Tuesday, July 10, 2007

Blueberry Day


It's 90 degrees right now on its way up to 96. Ben and Milo are in the pool on the deck and I am watching them from the couch (there's a wall, a window, and about 12 feet between them and I--but the door is at the end of the couch).

Today's mission is to complete an algebra lesson on which I have a long way to go. But much has been accomplished. Max and I headed out to the garden this morning and I finished another massive round of weeding while he watered everything. Both thriving broccoli plants (there is a third that is sort of just sitting there. It looks fine, but it hasn't grown in a month.) were ready to give up their head of broccoli, so I broke those off and brought them home. Max's watermelons are really coming along. At this rate we'll have some to eat in a matter of weeks. A big improvement over the watermelons of last year which didn't set any fruit until late August and never ripened before freezing set in. Interestingly enough, both the watermelon (Sugar Baby) and musk melon (Pulsar) are doing much better in the more harsh conditions of the community garden than they are in the well-watered, well-fertilized, well-weeded condition of the front-yard garden.

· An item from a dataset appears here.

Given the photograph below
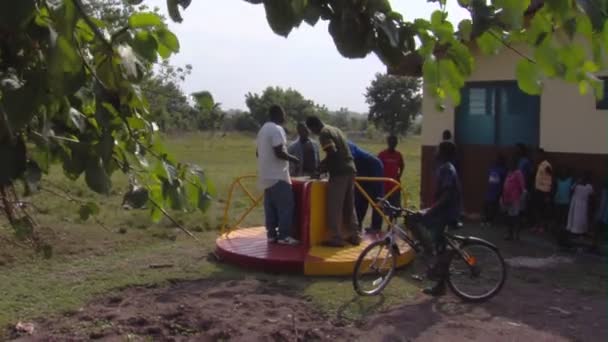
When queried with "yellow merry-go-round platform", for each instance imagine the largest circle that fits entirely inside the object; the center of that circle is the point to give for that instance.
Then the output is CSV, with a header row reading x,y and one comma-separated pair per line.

We (the twins and I) ate one of the broccoli heads for lunch. We had it steamed with butter and salt and I was interested in seeing how (if) it was different from the sort I usually get from the store. Well, it was. It had a decidedly nutty flavor to it--something that kind of turned off my usually enthusiastic broccoli eater (Milo) and made my less enthusiastic broccoli eater (Ben) gulp his down.

I don't know what all we're having for dinner, but I know it will include zucchini, since one of those was ready to eat, too.

Once back home I washed the garden off my skin--scrubbed really. I'd been deep in the tomatoes pruning off the sick branches and my arms and legs and hands were covered in yellow/green tomato sap. Then worked a bit on the algebra, and decided to get the first half of 20 lbs of blueberries canned. I had decided to do the first ten lbs as a raw pack in medium-weight syrup--to use later in cobbler or pie. My canner only fits 7 quarts, and 10 lbs of blue berries yields 8 quarts (measured by quart canning jars anyway). So I looked thoughtfully at the remaining quart of blueberries and decided they must want to be made into cobbler for today. So while the 7 quarts were processing, I threw together the cobbler. Again, I don't know what we're having for dinner, but I know what we're having for dessert. (And it won't be that long before I make it again--one of the quarts didn't seal.)


Tomorrow is a crazy busy day with piano lessons and boy scouts and more work, but somewhere in there I need to put up the remaining 10 lbs of blueberries as jam.

Emily is napping happily in front of the fan. This is no accident. When the temperatures climb, she goes and finds a fan and lays in front of it.

For an oppressively hot day I'm in a good mood. My house is a total wreck (which I find depressing), but my boys are all home. The blueberries helped, too. The many colors of blueberries are so vibrant. You feel less like a "cook" and more like an artist transforming empty jars into purple glass and empty pots into deep red jelly and empty casserole dishes--well, into messy, delicious cobbler.


I'd better get some more algebra done.

2 comments:

Anonymous said...

Frozen blueberries are divine. back when I lived in the land of plentiful, good produce I could get a pack of blueberries and another free. I'd just pop the free pack in the freezer and they were done in a day. then you can just pop them one at a time in your mouth and let them melt.

So good, so healthy :D

Dy said...

*sigh* I need an Alaska of my very own. Preferably one next door, who would help me get into these wonderful grooves.

The cobbler looks absolutely scrumptious. So do the canned berries. I love berries. They just seem to scream, "It's SUMMER! Be HAPPY!" And if even I, the summer-hater, can hear it... well, wow.